Major depression or chronic stress can shrink the brain and decrease brain volume, resulting in emotional and cognitive impairment, according to a new study.

Scientists at Yale University revealed that a single genetic switch was responsible for triggering the loss of brain connection in humans and depression in animal models.

The latest findings, published in the journal Nature Medicine, suggest that the loss in brain mass in the prefrontal cortex of depressed patients could be caused by a genetic switch called the transcription factor, which represses the expression of several genes that are essential for the formation of synaptic connections between brain cells.

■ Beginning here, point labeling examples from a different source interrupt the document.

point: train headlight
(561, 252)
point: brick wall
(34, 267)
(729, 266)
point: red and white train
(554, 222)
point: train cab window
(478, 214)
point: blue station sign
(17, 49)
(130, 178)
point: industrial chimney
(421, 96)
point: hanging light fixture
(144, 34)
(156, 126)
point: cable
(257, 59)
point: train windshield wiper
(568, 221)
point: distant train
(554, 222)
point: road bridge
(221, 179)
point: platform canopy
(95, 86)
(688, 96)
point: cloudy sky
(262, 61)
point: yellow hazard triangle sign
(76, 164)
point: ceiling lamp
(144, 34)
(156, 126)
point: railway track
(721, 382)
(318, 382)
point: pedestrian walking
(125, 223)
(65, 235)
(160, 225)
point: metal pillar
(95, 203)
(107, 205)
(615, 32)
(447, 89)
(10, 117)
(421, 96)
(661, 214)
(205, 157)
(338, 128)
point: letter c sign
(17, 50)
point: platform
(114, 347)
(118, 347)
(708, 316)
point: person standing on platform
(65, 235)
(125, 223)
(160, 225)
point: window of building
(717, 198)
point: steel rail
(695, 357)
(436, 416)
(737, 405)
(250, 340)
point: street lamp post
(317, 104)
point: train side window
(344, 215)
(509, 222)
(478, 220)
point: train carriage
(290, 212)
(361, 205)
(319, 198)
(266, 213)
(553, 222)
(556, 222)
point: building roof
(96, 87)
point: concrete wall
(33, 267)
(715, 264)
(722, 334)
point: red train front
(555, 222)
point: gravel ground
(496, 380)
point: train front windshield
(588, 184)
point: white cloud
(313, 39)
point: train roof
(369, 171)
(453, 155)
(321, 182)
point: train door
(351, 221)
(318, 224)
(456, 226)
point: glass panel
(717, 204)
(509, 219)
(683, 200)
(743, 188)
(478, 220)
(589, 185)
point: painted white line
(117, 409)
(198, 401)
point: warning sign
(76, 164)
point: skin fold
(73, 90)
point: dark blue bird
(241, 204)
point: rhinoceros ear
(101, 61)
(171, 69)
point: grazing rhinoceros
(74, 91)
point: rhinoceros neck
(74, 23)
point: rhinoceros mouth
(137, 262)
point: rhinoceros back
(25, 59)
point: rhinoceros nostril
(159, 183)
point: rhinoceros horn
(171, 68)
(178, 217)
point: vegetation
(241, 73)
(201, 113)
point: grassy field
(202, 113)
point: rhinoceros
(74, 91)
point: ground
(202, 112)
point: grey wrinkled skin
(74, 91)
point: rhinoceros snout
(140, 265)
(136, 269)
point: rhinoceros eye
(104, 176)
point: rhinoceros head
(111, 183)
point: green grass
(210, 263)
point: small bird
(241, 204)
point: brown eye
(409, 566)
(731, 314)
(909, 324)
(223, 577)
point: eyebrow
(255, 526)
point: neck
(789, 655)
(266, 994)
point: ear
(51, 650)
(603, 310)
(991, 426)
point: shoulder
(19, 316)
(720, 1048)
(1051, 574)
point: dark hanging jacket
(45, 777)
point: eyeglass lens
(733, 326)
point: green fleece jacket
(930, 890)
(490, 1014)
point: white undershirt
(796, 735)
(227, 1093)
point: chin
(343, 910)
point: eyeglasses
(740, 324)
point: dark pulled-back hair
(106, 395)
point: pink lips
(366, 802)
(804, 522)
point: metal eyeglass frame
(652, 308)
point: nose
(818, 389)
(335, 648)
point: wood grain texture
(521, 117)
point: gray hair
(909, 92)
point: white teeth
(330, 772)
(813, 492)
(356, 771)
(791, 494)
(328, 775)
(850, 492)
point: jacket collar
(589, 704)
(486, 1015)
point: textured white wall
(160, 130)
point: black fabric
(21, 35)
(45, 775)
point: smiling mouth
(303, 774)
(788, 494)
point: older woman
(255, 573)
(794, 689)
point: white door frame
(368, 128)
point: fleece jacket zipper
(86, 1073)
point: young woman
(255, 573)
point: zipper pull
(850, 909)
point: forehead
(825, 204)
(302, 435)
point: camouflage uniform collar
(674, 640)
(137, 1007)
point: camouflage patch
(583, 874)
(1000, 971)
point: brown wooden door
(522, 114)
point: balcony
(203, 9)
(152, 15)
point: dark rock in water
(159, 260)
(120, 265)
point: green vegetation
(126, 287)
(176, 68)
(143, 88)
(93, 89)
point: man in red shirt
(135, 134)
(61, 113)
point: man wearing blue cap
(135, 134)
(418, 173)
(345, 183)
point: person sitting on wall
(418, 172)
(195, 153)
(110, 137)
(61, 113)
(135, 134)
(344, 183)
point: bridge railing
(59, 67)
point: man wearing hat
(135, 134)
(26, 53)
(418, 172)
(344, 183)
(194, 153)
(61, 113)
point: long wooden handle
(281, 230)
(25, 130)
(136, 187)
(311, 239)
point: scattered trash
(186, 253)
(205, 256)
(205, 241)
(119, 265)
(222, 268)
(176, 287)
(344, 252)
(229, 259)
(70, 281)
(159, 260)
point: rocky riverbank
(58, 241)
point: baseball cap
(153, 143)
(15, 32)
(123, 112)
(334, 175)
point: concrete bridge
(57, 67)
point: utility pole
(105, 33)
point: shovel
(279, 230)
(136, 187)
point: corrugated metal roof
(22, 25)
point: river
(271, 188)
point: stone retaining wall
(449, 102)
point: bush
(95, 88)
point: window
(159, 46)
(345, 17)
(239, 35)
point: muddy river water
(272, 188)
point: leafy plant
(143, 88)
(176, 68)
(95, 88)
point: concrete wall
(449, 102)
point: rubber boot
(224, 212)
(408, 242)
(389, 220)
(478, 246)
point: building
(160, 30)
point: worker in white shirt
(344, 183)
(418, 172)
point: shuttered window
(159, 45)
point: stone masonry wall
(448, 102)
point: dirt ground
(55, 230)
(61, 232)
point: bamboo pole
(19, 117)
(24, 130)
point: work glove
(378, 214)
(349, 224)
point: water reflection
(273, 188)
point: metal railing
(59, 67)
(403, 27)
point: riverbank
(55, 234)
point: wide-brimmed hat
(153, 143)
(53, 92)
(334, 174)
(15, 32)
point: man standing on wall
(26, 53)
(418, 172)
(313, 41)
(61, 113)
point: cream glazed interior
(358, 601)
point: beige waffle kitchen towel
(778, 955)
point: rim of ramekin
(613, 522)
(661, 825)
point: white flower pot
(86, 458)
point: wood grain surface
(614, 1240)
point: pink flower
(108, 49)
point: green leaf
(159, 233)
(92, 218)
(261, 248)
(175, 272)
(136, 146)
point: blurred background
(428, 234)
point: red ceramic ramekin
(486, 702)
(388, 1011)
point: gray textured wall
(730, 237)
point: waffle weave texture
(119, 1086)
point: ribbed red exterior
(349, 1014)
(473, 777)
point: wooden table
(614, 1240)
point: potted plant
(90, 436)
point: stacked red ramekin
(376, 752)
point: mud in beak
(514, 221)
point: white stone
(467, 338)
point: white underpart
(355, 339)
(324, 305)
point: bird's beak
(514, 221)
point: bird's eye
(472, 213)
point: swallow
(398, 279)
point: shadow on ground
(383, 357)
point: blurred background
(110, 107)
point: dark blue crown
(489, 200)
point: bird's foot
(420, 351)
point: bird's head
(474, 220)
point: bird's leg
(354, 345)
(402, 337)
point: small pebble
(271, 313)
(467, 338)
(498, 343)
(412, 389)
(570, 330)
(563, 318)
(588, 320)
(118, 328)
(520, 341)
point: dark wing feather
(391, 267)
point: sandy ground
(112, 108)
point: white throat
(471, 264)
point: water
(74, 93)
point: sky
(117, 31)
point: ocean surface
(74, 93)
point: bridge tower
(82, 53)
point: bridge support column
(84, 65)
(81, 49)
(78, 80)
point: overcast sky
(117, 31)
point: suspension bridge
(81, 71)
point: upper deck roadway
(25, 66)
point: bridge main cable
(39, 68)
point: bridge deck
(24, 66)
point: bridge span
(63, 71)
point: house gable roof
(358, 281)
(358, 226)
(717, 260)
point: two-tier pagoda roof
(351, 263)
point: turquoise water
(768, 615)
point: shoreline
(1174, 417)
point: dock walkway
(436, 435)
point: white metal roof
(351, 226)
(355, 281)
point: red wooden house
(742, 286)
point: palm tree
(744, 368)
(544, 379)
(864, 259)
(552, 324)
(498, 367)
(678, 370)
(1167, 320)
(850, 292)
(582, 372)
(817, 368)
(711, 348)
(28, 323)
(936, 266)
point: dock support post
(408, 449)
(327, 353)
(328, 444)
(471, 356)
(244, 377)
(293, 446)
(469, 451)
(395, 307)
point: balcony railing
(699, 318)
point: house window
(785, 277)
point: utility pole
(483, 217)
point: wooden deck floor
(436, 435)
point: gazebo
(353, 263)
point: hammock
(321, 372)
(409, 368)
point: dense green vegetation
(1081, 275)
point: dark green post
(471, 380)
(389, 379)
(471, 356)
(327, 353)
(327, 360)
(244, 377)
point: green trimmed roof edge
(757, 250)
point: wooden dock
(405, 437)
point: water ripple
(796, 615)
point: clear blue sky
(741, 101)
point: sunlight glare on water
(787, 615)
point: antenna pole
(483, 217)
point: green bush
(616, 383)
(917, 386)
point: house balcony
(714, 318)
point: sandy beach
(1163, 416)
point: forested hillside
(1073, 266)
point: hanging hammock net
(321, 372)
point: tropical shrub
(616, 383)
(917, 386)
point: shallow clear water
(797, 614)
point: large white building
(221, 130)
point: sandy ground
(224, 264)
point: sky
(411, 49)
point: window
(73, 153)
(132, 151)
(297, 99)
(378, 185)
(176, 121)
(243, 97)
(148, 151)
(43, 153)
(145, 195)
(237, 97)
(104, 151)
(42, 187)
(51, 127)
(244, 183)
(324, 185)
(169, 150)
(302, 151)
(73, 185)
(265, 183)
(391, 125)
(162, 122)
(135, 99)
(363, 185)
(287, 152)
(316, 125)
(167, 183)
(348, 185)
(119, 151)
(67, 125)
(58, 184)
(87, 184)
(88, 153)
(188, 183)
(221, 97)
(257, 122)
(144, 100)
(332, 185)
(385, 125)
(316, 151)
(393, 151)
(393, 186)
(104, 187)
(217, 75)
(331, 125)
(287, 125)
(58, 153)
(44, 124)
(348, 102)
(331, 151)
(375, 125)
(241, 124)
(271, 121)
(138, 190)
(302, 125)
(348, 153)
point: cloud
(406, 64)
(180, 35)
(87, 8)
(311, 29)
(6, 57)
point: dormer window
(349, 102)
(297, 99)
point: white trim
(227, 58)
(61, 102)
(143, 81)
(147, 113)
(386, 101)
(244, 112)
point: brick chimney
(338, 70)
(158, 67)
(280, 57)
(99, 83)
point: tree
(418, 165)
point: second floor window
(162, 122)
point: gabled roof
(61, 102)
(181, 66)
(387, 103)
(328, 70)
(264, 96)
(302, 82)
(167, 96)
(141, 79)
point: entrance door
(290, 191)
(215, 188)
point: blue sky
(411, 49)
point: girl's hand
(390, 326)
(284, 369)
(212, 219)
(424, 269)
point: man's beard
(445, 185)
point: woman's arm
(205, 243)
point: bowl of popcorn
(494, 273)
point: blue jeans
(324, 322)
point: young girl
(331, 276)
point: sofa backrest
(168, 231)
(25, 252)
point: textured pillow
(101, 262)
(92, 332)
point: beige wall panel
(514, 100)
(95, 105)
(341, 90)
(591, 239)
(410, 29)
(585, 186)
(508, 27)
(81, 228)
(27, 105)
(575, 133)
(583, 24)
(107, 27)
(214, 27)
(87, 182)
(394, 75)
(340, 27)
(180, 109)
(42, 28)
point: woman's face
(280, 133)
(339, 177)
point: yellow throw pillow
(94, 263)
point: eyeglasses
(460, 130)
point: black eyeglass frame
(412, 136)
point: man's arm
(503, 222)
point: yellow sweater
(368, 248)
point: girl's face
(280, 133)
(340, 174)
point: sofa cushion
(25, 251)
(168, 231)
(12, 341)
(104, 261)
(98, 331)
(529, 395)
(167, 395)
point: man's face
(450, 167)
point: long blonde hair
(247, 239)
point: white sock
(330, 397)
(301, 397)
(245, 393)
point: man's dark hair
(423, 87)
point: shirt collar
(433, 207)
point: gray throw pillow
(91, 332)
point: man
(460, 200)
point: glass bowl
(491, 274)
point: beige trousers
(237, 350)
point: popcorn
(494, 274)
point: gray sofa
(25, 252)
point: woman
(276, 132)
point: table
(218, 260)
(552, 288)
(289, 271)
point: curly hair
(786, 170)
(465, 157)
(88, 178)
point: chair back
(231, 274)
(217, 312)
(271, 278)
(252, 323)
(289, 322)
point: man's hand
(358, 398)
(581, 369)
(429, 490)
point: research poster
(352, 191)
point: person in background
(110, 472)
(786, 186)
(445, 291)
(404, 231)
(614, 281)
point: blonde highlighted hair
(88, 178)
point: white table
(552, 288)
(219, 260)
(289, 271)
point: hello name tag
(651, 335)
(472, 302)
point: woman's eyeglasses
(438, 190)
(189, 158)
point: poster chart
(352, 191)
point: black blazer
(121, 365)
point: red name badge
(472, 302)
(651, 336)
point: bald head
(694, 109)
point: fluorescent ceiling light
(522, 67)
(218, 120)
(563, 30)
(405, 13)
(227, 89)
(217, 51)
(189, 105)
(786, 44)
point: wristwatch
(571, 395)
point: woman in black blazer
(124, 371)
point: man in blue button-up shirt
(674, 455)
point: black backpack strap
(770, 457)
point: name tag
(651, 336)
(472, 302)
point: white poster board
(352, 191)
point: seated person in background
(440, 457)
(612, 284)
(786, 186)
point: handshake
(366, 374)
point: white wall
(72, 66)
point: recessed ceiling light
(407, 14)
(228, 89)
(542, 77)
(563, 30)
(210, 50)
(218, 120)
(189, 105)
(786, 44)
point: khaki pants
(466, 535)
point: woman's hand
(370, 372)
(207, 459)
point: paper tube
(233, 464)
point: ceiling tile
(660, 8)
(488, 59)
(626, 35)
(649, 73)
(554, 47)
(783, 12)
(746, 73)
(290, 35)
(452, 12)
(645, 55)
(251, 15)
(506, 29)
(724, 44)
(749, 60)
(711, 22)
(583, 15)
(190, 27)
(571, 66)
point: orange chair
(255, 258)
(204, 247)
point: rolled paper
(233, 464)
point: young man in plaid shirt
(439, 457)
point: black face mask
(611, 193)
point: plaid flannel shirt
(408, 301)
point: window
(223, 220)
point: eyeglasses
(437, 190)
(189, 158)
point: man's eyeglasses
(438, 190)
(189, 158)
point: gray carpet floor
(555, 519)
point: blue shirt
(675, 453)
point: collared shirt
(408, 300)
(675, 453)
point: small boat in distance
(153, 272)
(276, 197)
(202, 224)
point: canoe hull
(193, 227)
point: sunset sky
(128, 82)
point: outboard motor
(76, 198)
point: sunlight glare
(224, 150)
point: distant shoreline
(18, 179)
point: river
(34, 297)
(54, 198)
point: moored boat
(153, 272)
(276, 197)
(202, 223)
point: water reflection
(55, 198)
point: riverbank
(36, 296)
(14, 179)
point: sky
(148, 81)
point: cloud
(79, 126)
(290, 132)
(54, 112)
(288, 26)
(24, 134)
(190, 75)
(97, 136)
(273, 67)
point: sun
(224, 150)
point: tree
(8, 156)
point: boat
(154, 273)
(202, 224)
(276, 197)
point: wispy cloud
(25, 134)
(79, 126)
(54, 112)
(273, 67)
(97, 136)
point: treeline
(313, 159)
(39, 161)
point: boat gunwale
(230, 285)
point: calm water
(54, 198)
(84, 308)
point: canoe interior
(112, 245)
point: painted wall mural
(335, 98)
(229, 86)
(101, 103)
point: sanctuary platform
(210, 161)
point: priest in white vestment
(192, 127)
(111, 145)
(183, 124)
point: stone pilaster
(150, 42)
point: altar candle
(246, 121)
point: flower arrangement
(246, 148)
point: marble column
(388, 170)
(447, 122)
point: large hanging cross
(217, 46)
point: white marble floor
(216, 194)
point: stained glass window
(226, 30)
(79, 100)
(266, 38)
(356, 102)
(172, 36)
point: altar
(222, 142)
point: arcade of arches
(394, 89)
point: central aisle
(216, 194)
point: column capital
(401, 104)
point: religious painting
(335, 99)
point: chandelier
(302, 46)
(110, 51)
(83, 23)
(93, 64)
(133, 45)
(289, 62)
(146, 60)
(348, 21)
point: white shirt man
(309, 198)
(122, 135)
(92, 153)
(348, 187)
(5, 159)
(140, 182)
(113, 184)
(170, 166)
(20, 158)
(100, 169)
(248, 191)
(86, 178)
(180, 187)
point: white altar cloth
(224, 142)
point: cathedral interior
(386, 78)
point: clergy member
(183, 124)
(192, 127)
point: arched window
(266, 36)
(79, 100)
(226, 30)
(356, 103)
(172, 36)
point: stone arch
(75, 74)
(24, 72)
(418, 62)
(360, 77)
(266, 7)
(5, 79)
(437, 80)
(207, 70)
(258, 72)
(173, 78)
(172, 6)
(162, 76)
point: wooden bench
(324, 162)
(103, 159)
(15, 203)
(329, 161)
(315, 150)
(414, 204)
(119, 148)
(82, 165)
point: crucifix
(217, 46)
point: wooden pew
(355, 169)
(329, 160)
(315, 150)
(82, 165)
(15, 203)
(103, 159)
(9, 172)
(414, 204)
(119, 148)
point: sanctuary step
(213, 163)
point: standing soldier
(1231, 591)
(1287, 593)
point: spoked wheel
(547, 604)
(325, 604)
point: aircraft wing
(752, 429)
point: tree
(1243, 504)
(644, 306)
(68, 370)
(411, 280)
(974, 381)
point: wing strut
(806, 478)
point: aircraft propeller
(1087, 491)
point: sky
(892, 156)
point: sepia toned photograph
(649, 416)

"We wanted to test the idea that stress causes a loss of brain synapses in humans," senior author Professor Ronald Duman of the Elizabeth Mears and House Jameson Professor of Psychiatry said in a university new release. "We show that circuits normally involved in emotion, as well as cognition, are disrupted when this single transcription factor is activated."

Duman and his team had analyzed tissue of depressed and non-depressed patients donated from a brain bank to identify different patterns of gene activation.

They found that the brains of patients who had been depressed showed lower levels of expression in genes responsible for the function and structure of brain synapses.

Furthermore, lead researcher H.J. Kang found that at least of five of the genes could be regulated by a single transcription factor called GATA1.

Researchers said that rodents displayed depression-like symptoms when the GATA1 transcription factor was activated, suggesting that GATA1 may also be responsible for depression symptoms as well as the loss of connections between neurons.

Researchers believe that the genetic variations in GATA1 may one day help detect people at high risk for major depression or anxiety.

"We hope that by enhancing synaptic connections, either with novel medications or behavioral therapy, we can develop more effective antidepressant therapies," Duman said.